The Dariescu/Pletnev recording benefits from, IMHO, a more interesting selection of movements, with the inclusion of "A Pine Forest in Winter", arguably the best harmonised and most picturesque title in the ballet, and the Act II pas de deux, for me the emotional climax of the ballet and a gloriously written music. In the titles that overlap with op.71a (that is, ones that are also included in the three four-hand versions mentioned on top), however, Dariescu's solo piano can (perhaps inevitably) be less colourful and captures fewer details of the orchestral score.
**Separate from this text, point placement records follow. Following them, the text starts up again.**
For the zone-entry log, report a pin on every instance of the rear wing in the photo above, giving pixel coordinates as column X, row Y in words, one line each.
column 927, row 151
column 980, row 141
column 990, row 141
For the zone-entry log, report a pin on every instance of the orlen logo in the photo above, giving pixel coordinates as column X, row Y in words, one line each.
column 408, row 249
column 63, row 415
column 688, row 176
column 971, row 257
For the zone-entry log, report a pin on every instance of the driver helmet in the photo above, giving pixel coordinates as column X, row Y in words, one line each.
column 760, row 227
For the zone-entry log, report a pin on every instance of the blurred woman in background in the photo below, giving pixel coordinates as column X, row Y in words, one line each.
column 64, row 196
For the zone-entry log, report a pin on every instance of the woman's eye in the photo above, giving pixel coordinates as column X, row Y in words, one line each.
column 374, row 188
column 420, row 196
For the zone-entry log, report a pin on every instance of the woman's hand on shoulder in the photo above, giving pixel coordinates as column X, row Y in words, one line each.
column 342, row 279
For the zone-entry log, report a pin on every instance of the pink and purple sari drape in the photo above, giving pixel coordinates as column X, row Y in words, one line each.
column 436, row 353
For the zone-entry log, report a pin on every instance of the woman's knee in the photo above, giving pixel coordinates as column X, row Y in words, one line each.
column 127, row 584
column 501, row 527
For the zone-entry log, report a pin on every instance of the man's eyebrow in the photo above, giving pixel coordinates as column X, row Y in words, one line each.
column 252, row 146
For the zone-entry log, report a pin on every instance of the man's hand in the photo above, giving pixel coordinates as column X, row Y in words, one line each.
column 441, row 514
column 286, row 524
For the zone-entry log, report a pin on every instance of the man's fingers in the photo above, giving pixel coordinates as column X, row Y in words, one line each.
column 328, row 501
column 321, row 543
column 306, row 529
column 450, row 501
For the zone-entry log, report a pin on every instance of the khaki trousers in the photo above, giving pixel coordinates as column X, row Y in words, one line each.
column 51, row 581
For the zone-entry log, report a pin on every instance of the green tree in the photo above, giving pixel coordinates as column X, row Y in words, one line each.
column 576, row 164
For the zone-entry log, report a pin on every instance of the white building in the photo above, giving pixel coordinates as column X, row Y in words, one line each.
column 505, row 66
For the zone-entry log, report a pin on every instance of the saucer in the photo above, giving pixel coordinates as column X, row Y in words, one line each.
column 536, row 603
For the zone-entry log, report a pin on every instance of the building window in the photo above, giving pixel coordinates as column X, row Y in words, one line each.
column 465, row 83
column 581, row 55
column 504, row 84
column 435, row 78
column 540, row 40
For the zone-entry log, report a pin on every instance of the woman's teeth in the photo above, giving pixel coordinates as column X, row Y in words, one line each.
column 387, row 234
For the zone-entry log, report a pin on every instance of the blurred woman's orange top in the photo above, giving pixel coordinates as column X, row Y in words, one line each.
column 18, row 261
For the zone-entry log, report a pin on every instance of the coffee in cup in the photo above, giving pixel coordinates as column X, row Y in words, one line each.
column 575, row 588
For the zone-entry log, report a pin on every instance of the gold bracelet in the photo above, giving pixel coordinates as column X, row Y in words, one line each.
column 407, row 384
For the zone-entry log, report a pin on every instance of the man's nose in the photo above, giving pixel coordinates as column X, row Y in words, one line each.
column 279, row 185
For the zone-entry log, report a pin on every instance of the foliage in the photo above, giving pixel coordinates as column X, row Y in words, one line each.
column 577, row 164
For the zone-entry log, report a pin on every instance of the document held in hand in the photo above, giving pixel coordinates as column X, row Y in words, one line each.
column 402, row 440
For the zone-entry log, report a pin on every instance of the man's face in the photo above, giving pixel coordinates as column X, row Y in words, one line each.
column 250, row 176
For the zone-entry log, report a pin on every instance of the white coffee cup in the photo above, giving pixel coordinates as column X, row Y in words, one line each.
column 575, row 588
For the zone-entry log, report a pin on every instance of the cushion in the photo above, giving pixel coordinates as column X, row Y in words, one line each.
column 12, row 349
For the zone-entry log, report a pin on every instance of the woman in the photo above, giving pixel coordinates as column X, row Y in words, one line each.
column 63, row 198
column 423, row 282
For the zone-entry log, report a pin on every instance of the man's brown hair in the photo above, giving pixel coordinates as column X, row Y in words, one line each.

Is there any other version/recording of the three Tchaikovsky ballet suites you enjoy?
It would be lovely to know your thoughts on these recordings as well as relevant topics, and, of course, your valuable experiences of playing them on piano yourself!


----------



## mikeh375

Here's a solo Pletnev live in case you haven't seen it...who needs 4 hands eh?


----------



## kylecheng

Thanks Mikeh for the recommendation! I have indeed not seen Mr Pletnev play his own arrangement; this is very interesting. You're quite right that it is arguably more impressive to be able to create a satisfactory soundscape with just two rather than four hands!

I also quite like this recording of the complete Nutcracker on solo piano by Mr Stewart Goodyear on the Steinway label.
https://www.steinway.com/music-and-artists/label/tchaikovsky-nutcracker-stewart-goodyear


----------